Malheureusement, les élections australiennes sont devenues un sport de spectateur pour moi. Je suis tombé du rôle électoral quelque temps pendant les longues années de pandémie, et les bons gens de la Commission électorale m'ont dit que je ne pouvais pas réintégrer de l'extérieur du pays. Pas de saucisse de démocratie pour moi.
L'auteur Megan Clement a émigré en Australie depuis le Royaume-Uni à l'adolescence.Crédit: Claire Jaillard
Ce n'est pas tout ce que j'ai perdu pendant la longue période d'Australie à sceller du reste du monde.
Pour beaucoup, la pandémie a été l'occasion de réfléchir à l'endroit où nous voulions vraiment vivre. Pour certains, cela signifiait retourner en Australie dès que possible. Pour moi, cela a créé une ambivalence vers un endroit que j'appelais chez moi. Cinq ans après la fermeture des frontières, je me sens en quelque sorte moins australien que jamais.
J'ai émigré en Australie depuis le Royaume-Uni à l'adolescence, devenant citoyen en 2004. J'ai rapidement et enthousiaste adopté l'identité – footy, Cup Day, Tim Tams, The Lot.
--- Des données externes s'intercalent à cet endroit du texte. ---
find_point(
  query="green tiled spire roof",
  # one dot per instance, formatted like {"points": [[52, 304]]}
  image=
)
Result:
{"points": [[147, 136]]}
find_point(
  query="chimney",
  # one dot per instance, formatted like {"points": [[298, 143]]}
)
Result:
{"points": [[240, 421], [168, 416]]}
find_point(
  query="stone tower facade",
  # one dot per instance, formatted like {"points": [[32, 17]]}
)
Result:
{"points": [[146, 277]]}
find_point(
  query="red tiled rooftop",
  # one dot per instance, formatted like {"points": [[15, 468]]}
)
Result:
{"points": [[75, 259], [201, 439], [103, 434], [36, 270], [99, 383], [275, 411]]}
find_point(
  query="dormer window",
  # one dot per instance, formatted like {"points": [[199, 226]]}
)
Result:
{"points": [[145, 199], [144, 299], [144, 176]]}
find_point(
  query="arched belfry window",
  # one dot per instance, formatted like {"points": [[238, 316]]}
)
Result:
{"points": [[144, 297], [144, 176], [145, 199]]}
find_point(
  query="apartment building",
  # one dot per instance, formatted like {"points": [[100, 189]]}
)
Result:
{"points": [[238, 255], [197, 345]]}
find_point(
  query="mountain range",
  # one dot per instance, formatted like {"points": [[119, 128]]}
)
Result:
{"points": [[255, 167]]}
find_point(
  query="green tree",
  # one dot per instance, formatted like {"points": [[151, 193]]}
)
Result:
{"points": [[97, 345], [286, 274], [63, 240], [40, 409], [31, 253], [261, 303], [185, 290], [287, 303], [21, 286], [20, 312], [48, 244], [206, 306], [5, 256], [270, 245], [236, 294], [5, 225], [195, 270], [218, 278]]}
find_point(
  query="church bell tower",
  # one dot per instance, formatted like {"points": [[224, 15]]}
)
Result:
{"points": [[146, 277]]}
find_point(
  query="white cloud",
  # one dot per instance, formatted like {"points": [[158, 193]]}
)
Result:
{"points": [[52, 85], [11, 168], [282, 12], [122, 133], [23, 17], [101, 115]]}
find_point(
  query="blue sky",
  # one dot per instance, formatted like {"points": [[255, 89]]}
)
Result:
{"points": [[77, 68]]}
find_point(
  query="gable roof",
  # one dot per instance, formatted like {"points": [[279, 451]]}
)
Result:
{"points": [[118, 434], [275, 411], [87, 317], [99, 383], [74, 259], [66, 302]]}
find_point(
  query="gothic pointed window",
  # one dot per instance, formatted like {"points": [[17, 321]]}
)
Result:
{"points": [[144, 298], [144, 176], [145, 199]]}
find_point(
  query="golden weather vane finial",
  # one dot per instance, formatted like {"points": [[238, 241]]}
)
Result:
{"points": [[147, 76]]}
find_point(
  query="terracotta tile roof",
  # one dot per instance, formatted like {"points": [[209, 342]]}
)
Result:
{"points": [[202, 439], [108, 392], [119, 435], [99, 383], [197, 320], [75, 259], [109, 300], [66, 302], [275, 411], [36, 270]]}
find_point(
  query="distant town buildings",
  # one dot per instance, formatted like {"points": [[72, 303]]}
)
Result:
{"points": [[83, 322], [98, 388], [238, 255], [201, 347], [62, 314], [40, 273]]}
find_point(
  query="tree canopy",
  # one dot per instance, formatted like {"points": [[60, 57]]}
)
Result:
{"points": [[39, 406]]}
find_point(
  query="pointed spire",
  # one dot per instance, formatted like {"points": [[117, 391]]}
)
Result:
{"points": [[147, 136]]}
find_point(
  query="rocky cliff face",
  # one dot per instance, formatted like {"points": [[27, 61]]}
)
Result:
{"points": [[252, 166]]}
La vie à Melbourne était aussi vivable que tout le monde l'a dit, et j'ai appris à aimer sa scène musicale live inégalée, ses bars, le rugissement du 'G. Melbourne était la ville où j'ai trouvé ma profession de journaliste, où je suis tombé amoureux et où je suis devenu un partisan passionné des démons de Melbourne (OK, de mauvais choix ont été faits).
Je suis parti travailler en Europe en 2013 et je n'ai jamais été retourné en quelque sorte. Je ne pensais pas que cela avait changé mon Australianness – jusqu'à ce que Covid-19 touche.
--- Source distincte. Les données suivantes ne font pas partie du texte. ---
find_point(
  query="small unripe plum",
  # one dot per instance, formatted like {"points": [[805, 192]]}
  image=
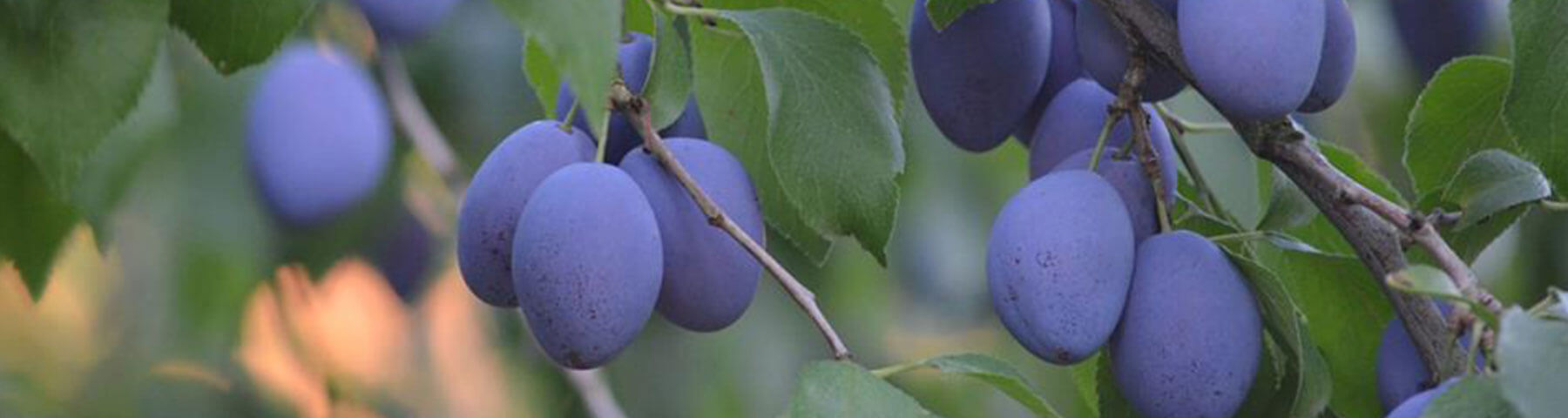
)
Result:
{"points": [[1435, 31], [587, 263], [1418, 404], [1254, 58], [1064, 66], [496, 198], [709, 279], [1191, 337], [1401, 373], [317, 135], [1134, 188], [1340, 58], [403, 255], [403, 21], [635, 55], [1071, 124], [979, 76], [1058, 263], [1103, 52]]}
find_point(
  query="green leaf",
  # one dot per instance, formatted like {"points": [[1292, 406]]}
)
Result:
{"points": [[1474, 396], [580, 38], [1538, 98], [1429, 280], [943, 13], [543, 77], [878, 30], [35, 221], [113, 163], [842, 388], [72, 70], [1307, 386], [1532, 363], [1460, 113], [1111, 401], [670, 74], [1085, 378], [229, 44], [831, 131], [1495, 180], [1288, 206], [1346, 312], [736, 115], [995, 373]]}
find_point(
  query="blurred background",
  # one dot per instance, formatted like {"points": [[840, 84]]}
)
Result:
{"points": [[190, 301]]}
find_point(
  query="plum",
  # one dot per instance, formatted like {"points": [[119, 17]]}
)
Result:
{"points": [[1340, 58], [1103, 52], [496, 198], [1401, 373], [1418, 404], [1071, 124], [709, 279], [1058, 263], [979, 76], [1191, 335], [317, 135], [1134, 188], [587, 263], [1435, 31], [1064, 66], [1254, 60]]}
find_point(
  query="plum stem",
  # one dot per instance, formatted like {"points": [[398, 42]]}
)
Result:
{"points": [[433, 147], [1099, 145], [637, 110], [411, 116], [1205, 192], [595, 392], [1366, 219]]}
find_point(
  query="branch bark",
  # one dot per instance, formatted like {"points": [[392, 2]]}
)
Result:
{"points": [[635, 110], [1374, 239]]}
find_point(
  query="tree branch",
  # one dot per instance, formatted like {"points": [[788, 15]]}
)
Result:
{"points": [[1375, 241], [411, 116], [635, 110]]}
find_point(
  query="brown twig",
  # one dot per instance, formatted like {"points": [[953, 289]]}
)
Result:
{"points": [[1375, 239], [635, 110]]}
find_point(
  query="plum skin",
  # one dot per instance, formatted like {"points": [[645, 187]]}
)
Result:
{"points": [[1058, 263], [1340, 58], [587, 263], [1131, 184], [1401, 373], [1191, 335], [317, 135], [1418, 404], [979, 76], [709, 279], [1103, 54], [497, 196], [635, 58], [403, 21], [1435, 31], [1254, 60], [1064, 66], [1071, 124]]}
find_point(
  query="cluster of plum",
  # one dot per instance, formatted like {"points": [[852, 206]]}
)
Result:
{"points": [[1076, 259], [588, 251]]}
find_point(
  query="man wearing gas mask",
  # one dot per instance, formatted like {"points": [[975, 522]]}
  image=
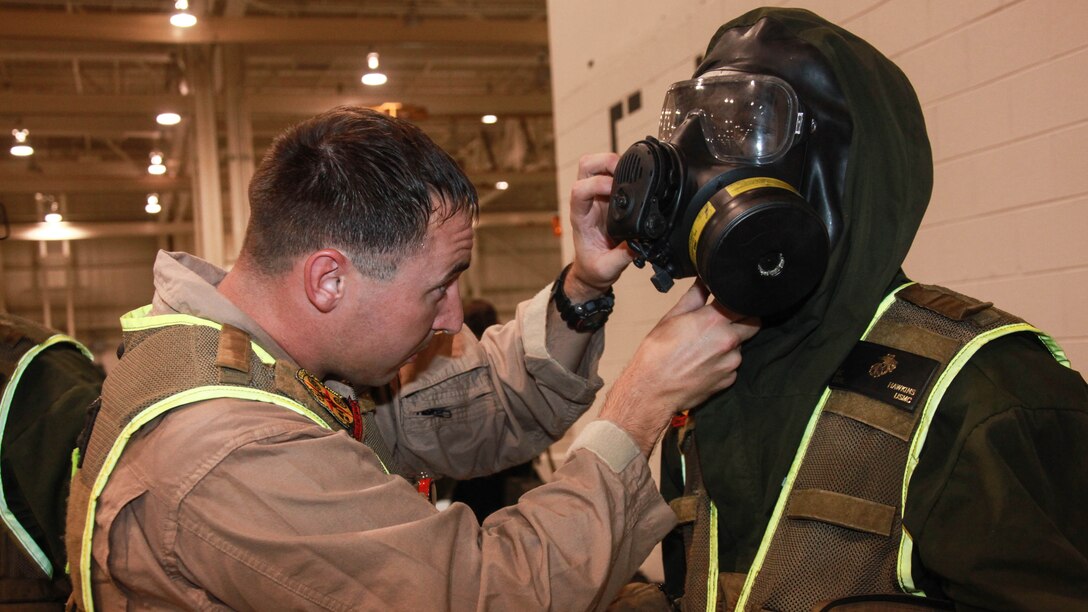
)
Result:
{"points": [[886, 442]]}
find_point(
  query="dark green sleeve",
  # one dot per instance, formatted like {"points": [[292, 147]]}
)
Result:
{"points": [[999, 502], [47, 414]]}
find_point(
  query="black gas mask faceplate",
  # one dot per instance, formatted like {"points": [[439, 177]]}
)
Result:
{"points": [[719, 198]]}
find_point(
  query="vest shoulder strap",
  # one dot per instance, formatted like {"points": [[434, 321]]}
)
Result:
{"points": [[837, 528]]}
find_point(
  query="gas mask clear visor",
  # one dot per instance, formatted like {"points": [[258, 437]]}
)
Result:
{"points": [[746, 119]]}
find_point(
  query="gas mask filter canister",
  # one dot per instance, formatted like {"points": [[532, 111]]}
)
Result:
{"points": [[716, 195]]}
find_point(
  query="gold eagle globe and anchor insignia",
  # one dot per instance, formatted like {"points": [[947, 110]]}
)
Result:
{"points": [[885, 366], [346, 411]]}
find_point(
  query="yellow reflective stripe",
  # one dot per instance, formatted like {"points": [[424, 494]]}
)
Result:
{"points": [[188, 396], [696, 229], [918, 440], [1056, 351], [780, 506], [139, 320], [888, 301], [712, 575], [13, 525]]}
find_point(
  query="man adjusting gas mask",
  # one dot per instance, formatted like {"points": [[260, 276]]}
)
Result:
{"points": [[719, 194]]}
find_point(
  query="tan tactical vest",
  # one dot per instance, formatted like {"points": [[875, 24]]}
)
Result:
{"points": [[26, 571], [172, 360], [837, 530]]}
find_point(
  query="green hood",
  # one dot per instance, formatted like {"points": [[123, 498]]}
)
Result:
{"points": [[869, 174]]}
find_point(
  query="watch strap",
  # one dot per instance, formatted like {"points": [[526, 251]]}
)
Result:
{"points": [[584, 317]]}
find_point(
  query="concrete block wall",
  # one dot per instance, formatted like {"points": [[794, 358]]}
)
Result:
{"points": [[1002, 84]]}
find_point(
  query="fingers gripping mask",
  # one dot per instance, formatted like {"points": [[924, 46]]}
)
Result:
{"points": [[717, 194]]}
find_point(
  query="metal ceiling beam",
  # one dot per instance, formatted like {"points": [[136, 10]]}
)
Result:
{"points": [[269, 103], [83, 231], [101, 105], [37, 25], [75, 184], [307, 105]]}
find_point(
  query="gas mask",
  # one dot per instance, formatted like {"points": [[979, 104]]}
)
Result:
{"points": [[717, 194]]}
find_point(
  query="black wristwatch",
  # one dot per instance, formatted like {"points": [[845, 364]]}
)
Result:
{"points": [[588, 316]]}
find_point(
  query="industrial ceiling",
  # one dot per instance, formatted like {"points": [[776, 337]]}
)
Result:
{"points": [[86, 78]]}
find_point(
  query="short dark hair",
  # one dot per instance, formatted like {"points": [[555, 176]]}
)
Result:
{"points": [[356, 180]]}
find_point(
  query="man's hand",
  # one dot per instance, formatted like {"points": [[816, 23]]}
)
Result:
{"points": [[692, 353], [597, 260]]}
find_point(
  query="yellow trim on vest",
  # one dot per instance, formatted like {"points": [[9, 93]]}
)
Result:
{"points": [[903, 565], [712, 575], [140, 319], [780, 506], [802, 451], [187, 396], [7, 515]]}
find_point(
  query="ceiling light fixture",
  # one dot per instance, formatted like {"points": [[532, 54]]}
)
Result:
{"points": [[152, 204], [53, 216], [21, 147], [157, 166], [183, 17], [373, 77]]}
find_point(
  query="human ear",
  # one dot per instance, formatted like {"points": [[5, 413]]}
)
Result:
{"points": [[323, 276]]}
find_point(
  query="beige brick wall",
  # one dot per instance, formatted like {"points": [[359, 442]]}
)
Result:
{"points": [[1003, 86]]}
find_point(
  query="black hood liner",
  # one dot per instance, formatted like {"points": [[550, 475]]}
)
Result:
{"points": [[869, 174]]}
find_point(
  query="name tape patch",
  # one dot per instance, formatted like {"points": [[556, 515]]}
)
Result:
{"points": [[887, 375]]}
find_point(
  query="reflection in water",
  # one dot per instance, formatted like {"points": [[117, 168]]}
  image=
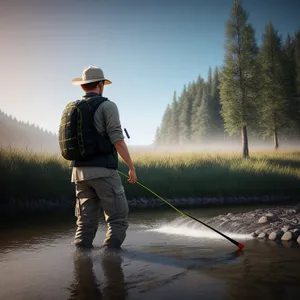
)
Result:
{"points": [[86, 285]]}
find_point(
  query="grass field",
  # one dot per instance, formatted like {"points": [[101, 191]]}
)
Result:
{"points": [[27, 175]]}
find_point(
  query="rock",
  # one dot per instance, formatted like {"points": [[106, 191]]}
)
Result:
{"points": [[254, 234], [269, 215], [273, 236], [296, 233], [287, 236], [262, 235], [263, 220], [285, 228]]}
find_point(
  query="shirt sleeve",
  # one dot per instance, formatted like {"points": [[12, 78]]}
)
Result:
{"points": [[112, 121]]}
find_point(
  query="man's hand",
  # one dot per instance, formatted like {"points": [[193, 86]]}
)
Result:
{"points": [[132, 176]]}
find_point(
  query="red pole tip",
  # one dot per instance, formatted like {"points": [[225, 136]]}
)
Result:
{"points": [[241, 246]]}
Mon père a reçu un diagnostic de cancer peu de temps après avoir quitté l'Australie, et j'ai passé les années suivantes à transporter des allers-retours entre mes maisons nouvelles et anciennes pour être avec lui quand je le pouvais, par des chirurgies et des séries de chimio. Quand j'étais de retour, nous marchions avec le chien autour de notre ovale local, passons au cinéma Nova pour un film, puis en discutons sur Ricotta Panzerotti à Brunetti.
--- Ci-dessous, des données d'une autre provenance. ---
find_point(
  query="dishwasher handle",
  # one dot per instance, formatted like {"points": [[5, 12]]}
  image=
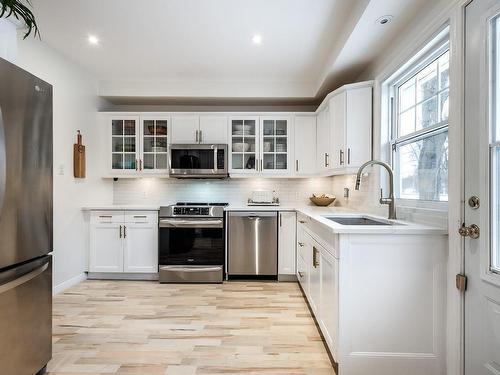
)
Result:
{"points": [[253, 214]]}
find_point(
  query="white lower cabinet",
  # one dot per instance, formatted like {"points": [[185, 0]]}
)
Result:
{"points": [[123, 242], [286, 242], [379, 299], [106, 248], [329, 296]]}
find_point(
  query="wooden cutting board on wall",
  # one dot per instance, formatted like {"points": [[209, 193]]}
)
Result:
{"points": [[79, 157]]}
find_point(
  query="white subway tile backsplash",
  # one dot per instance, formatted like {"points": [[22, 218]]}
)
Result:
{"points": [[162, 191]]}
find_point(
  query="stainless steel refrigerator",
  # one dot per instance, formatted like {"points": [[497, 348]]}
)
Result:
{"points": [[25, 221]]}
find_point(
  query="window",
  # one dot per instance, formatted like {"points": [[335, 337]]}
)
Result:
{"points": [[419, 99]]}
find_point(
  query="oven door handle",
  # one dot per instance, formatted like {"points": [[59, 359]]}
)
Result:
{"points": [[176, 223]]}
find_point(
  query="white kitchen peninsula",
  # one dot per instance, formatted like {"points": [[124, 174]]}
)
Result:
{"points": [[378, 293]]}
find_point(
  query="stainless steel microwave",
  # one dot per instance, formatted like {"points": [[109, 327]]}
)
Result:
{"points": [[198, 161]]}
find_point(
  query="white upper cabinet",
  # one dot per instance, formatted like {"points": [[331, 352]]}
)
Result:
{"points": [[137, 144], [154, 144], [337, 136], [323, 140], [260, 145], [124, 143], [185, 129], [213, 129], [275, 135], [358, 126], [336, 139], [350, 125], [199, 129], [244, 145], [305, 145]]}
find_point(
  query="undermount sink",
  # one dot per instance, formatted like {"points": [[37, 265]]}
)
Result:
{"points": [[359, 220]]}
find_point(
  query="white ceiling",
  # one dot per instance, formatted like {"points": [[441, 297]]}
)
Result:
{"points": [[203, 48]]}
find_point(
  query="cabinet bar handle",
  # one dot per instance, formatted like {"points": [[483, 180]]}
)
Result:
{"points": [[315, 257]]}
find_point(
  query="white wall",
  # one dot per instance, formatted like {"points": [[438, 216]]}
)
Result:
{"points": [[8, 40], [75, 107]]}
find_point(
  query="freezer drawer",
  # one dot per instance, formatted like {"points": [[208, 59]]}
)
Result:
{"points": [[253, 243], [26, 317]]}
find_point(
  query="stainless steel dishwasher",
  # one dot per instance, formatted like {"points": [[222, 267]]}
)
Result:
{"points": [[253, 243]]}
Puis Covid-19 a frappé, les frontières se sont fermées et son état a empiré. Quand il était clair que la fin allait arriver, je suis monté à bord d'un avion dans un aéroport vide de Charles de Gaulle et j'ai traversé 14 jours de quarantaine d'hôtel, espérant qu'il durerait assez longtemps pour que je dise au revoir en personne.
Il l'a fait. Le 7 juillet 2020, le lendemain de ma sortie de quarantaine, mon père est décédé d'un cancer à la maison à l'est du Brunswick. Le 8 juillet, Melbourne est entré dans un verrouillage qui deviendrait le plus long du monde. Nous n'avons eu aucun enterrement (les restrictions signifiaient que nous ne pouvions pas), et je suis donc retourné à Paris et j'ai essayé de soutenir ma famille à distance alors qu'ils étaient confinés dans différents quartiers pendant des mois. Ce serait deux ans d'attente que l'Australie rouvre au monde avant de les revoir.